April 20, 2022
CSE’s Canadian Centre for Cyber Security joined cyber security partners from the Cybersecurity and Infrastructure Security Agency (CISA), Federal Bureau of Investigation (FBI), National Security Agency (NSA), Australian Cyber Security Centre (ACSC), the United Kingdom’s National Cyber Security Centre (NCSC-UK), New Zealand’s National Cyber Security Centre (NCSC-NZ) and the Computer Emergency Response Team New Zealand (CERT NZ), to assess that there is an increased risk to critical infrastructure organizations globally from Russian state-sponsored advanced persistent threat (APT) actors, their proxies, and independent cybercriminal groups.

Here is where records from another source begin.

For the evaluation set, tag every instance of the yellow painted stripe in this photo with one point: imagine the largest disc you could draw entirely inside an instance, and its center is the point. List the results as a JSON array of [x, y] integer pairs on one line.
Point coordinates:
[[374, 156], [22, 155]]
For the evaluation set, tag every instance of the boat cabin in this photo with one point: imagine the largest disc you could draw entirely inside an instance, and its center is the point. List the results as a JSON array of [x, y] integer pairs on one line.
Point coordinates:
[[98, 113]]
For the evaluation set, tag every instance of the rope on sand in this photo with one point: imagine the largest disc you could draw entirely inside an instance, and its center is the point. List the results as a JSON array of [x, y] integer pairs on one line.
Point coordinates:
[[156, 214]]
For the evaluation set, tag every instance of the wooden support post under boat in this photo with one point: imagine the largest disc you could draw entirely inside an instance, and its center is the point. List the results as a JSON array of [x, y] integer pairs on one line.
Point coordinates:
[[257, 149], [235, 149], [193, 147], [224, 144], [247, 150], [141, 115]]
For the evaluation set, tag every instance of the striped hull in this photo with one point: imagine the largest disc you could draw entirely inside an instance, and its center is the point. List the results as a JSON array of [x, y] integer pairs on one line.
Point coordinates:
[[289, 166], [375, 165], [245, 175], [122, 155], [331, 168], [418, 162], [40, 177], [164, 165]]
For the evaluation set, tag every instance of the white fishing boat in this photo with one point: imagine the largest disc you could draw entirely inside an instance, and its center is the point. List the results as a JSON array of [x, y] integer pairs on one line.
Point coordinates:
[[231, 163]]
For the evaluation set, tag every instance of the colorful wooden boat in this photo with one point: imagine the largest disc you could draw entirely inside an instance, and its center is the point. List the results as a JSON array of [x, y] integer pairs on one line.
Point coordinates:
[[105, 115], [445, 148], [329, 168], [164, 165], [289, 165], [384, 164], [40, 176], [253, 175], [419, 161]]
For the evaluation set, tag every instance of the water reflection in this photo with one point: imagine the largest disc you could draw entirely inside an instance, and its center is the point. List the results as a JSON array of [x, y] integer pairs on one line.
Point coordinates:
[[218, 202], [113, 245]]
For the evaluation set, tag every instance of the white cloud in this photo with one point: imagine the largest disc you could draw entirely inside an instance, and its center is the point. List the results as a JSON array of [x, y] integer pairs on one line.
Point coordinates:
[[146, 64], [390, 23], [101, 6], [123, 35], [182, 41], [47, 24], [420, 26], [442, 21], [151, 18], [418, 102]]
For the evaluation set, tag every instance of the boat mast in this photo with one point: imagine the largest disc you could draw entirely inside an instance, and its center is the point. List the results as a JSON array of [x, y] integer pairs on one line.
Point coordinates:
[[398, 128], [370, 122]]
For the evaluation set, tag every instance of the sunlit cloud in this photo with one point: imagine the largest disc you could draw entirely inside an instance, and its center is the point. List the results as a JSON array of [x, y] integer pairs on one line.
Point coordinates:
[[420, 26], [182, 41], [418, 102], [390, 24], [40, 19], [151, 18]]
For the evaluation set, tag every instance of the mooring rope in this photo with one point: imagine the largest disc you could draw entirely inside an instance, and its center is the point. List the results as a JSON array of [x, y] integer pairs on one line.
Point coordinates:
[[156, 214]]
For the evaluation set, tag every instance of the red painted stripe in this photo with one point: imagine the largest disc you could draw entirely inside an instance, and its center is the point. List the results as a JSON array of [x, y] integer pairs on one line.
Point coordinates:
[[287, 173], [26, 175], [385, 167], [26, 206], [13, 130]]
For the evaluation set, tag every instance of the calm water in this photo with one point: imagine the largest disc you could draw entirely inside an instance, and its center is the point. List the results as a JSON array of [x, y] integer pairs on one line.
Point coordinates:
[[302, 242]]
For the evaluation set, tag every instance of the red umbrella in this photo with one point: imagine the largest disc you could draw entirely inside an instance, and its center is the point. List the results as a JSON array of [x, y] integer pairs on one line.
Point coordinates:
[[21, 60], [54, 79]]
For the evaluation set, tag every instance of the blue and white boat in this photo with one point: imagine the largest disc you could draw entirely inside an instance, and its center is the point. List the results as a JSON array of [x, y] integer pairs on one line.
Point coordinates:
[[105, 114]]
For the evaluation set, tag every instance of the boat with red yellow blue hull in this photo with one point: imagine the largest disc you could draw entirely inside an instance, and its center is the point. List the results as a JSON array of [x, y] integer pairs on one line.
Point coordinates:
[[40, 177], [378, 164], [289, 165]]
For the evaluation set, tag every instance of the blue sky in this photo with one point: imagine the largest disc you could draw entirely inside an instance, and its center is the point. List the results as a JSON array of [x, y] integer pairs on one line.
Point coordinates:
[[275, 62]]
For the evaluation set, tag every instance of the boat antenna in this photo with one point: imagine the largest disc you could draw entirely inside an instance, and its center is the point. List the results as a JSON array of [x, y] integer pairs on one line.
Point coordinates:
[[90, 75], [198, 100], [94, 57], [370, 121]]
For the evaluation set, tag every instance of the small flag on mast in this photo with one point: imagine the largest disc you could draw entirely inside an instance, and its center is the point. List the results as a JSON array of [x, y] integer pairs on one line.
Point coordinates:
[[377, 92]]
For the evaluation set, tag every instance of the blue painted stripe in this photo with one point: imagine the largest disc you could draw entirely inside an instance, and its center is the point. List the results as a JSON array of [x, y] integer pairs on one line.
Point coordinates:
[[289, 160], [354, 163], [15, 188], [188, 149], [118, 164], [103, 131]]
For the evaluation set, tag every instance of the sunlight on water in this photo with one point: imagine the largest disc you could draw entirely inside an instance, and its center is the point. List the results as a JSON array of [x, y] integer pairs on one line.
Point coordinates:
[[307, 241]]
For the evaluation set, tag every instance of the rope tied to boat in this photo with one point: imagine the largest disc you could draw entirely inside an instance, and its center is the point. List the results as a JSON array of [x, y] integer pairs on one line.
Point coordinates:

These actors and criminal groups may conduct cyber operations, such as deploying ransomware or distributed denial of service (DDoS) attacks, against U.S., Australian, Canadian, New Zealand, or UK organizations to disrupt or harm critical industrial control system (ICS)/operational technology (OT) functions.
This joint Cybersecurity Advisory (CSA) provides an overview of operations by these APT and criminal groups to help the cybersecurity community reduce the risk presented by these threats. It also provides recommended mitigations, including:
- Create, maintain, and exercise a cyber incident response and continuity of operations plan. Ensure the cyber incident response plan contains a ransomware-specific annex.
- Maintain offline (i.e., physically disconnected) backups of data. Backup procedures should be conducted on a frequent, regular basis. Regularly test backup procedures and ensure that backups are isolated from network connections that could enable the spread of malware.
- Ensure all backup data is encrypted, immutable (i.e., cannot be altered or deleted), and covers the entire organization’s data infrastructure.
- For OT assets/networks, identify a resilience plan that addresses how to operate if you lose access to—or control of—the IT and/or OT environment.